MarcusBarnes / mik

The Move to Islandora Kit is an extensible PHP command-line tool for converting source content and metadata into packages suitable for importing into Islandora (or other digital repository and preservations systems).
GNU General Public License v3.0
34 stars 11 forks source link

What are the required functions of a "FileGetter/FileManipulator/InputValidator/etc" #400

Closed whikloj closed 7 years ago

whikloj commented 7 years ago

This is a semi-documentation, semi-codebase question.

I am looking to to use MiK to move our Manitobia TEI stuff into Islandora. I went in to look at how to extend the base classes and they don't seem to have any abstract required functions that would be called?

I was expecting something more like an Interface which defines the required methods which each implementation would then implement. Say (for example) all Getters must implement a getFiles method which takes a... string for location and returns an array of files? Or maybe more generally it must implement a doGet function which can take the configuration and return the file information.

So what methods do I need to implement in my new Getter if I want it to work within the MiK framework? Or is it rather that my custom Getter can completely change my workflow?

Sorry I didn't get to attend the workshop at IslandoraCon 😞

MarcusBarnes commented 7 years ago

@whikloj You are correct in that the fileGetter abstract class is vary bare: https://github.com/MarcusBarnes/mik/blob/master/src/filegetters/FileGetter.php This is in part to allow maximum flexibility for different workflows. Maybe you can write me about where your TEI data is stored and which solution pack you'll be targeting for use in Islandora? I can then suggest a toolchain that you can use as a basis for your TEI project.

whikloj commented 7 years ago

It is not stored in a custom system, so it is fairly easy to access from the filesystem.

I just need to grab the TEI files and Tiffs. I have some that will go to Large Image (maps, photos), some for compound (postcards, reports) and some for books (diaries).

mjordan commented 7 years ago

@whikloj developer docs are one of MIK's most glaring gaps. We've known this since #14, way back in May 2015. and it's been on our 1.0 release roadmap since the beginning. :disappointed: That said, if @MarcusBarnes 's advice doesn't yield a useful existing toolchain, we can work through your task with you.

whikloj commented 7 years ago

@MarcusBarnes @mjordan Thanks for the responses and I'm certainly not complaining, it looks to be a really useful tool.

But as the barrier to access (none) and the number of items is relatively small (couple 1000) in my migration. (We are already using the standard uofm_newspaper_batch module to pull in the newspapers).

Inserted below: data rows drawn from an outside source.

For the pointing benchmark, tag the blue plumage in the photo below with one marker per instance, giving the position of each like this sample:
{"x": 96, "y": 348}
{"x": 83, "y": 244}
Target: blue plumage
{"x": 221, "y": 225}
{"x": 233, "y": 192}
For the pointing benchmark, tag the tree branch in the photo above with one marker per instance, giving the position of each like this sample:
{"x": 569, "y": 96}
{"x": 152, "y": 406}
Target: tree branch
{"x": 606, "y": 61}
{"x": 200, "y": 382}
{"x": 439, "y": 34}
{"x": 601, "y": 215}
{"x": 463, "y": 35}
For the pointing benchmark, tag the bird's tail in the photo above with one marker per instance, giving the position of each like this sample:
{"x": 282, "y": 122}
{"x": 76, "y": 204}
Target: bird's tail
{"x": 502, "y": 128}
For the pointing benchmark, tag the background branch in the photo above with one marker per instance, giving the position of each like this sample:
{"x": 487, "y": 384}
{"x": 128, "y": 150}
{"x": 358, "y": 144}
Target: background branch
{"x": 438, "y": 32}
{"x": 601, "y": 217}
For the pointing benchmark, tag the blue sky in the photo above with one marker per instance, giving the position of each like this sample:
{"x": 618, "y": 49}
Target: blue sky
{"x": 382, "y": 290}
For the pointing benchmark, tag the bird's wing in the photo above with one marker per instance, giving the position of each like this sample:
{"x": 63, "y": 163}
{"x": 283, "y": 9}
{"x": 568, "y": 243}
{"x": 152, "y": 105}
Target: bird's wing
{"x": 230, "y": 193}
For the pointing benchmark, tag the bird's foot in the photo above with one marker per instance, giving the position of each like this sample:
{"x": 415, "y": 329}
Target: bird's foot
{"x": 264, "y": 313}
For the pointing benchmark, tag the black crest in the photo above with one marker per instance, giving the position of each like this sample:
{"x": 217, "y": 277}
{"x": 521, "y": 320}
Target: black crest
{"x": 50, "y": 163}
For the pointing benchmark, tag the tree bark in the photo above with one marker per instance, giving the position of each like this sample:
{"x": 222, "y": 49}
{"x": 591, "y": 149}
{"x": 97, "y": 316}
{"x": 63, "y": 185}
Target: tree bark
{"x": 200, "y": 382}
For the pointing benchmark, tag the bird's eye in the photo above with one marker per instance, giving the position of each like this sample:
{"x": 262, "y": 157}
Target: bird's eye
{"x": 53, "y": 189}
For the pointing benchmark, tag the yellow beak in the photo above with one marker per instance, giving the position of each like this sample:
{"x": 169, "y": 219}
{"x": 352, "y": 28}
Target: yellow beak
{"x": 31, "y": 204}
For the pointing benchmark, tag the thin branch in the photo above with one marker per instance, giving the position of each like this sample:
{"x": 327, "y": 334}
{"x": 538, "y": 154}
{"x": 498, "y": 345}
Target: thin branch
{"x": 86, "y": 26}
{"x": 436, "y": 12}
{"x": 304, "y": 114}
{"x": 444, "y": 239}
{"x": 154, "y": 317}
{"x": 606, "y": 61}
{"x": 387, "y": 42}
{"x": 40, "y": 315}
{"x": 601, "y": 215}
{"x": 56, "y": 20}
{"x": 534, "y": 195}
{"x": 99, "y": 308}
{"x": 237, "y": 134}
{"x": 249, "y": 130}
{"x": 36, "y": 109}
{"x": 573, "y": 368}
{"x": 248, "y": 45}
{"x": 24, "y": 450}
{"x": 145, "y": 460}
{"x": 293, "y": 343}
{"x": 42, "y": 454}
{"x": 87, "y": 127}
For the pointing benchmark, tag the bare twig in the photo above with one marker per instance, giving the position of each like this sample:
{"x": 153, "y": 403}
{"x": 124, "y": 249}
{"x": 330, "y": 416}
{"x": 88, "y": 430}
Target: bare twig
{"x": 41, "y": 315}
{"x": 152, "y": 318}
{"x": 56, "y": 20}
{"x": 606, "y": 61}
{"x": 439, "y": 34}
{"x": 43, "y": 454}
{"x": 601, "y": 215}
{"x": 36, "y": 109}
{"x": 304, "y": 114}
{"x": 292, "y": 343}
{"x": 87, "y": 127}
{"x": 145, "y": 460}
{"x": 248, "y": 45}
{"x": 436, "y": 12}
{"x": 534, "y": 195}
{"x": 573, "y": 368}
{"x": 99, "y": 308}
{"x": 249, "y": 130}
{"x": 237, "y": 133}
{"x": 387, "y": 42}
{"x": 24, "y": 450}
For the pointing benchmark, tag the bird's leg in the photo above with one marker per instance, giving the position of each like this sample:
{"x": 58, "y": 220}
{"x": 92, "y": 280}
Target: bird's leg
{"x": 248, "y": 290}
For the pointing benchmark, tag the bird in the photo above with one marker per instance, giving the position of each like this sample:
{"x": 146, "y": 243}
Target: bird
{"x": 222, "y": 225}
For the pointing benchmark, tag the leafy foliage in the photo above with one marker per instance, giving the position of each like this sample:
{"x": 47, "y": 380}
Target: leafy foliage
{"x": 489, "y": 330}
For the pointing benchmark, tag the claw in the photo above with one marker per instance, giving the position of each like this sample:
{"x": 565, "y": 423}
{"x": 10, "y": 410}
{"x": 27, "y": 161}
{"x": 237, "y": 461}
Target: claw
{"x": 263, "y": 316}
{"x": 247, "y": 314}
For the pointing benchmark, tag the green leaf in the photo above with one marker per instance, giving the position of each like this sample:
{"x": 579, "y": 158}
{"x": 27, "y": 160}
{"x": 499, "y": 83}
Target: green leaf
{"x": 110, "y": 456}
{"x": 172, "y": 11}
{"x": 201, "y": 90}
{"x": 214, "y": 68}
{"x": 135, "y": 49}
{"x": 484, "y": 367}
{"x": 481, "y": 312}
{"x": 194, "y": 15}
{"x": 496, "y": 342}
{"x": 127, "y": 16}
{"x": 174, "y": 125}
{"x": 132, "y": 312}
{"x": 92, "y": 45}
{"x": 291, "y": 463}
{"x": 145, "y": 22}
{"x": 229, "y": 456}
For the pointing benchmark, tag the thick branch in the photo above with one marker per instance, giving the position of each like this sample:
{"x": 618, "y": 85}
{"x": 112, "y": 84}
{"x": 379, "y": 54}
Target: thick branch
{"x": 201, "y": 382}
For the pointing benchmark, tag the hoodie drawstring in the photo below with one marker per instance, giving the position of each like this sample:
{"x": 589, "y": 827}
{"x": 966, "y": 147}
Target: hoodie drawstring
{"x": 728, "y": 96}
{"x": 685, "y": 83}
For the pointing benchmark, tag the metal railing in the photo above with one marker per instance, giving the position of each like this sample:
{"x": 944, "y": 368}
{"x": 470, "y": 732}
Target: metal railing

So I'm on the border of it being faster to just write a python script to reformat these things, but at the same time MiK seems very interesting to me. I'm just getting into this so I was unclear how the tool would know to run function(X) in my new TEIGetter class.

As a developer, I would suggest that an abstract class without any abstract methods should really be removed. It gives the impression that the classes are all extending a single class, when in reality they can all be totally unrelated.

whikloj commented 7 years ago

Looking through the FileGetters it appears that getChildren() is in all of them and getFilePath() is in most (but not all) of them. In the cases where they don't have getFilePath() how do they know what gets executed?

This is just something I noticed and you can ignore it, but you have several ContentDM classes that have the same __construct. That seems like it is a perfect place for a sub-class. Then you could just call the parent constructor.

mjordan commented 7 years ago

As a developer, I would suggest that an abstract class without any abstract methods should really be removed. It gives the impression that the classes are all extending a single class, when in reality they can all be totally unrelated.

@whikloj That's a totally reasonable impression on your part.

@MarcusBarnes 's point about allowing the most diverse implementations is correct, but we probably overloaded that ability early on and didn't pay attention to it as the number of FileGetter classes grew. For example, all child classes have a getChildren() method:

CdmBooks.php:    public function getChildren($pointer)
CdmCompound.php:    public function getChildren($pointer)
CdmNewspapers.php:    public function getChildren($pointer)
CdmPdfDocuments.php:    public function getChildren($pointer)
CdmSingleFile.php:    public function getChildren($pointer)
CsvBooks.php:    public function getChildren($record_key)
CsvCompound.php:    public function getChildren($record_key)
CsvNewspapers.php:    public function getChildren($record_key)
CsvSingleFile.php:    public function getChildren($pointer)
OaipmhIslandoraObj.php:    public function getChildren($record_key)
OaipmhIslandoraObj.php.orig:    public function getChildren($record_key)
OaipmhOjsPdf.php:    public function getChildren($record_key)
OaipmhVital_2.php:    public function getChildren($record_key)
OaipmhXpath.php:    public function getChildren($record_key)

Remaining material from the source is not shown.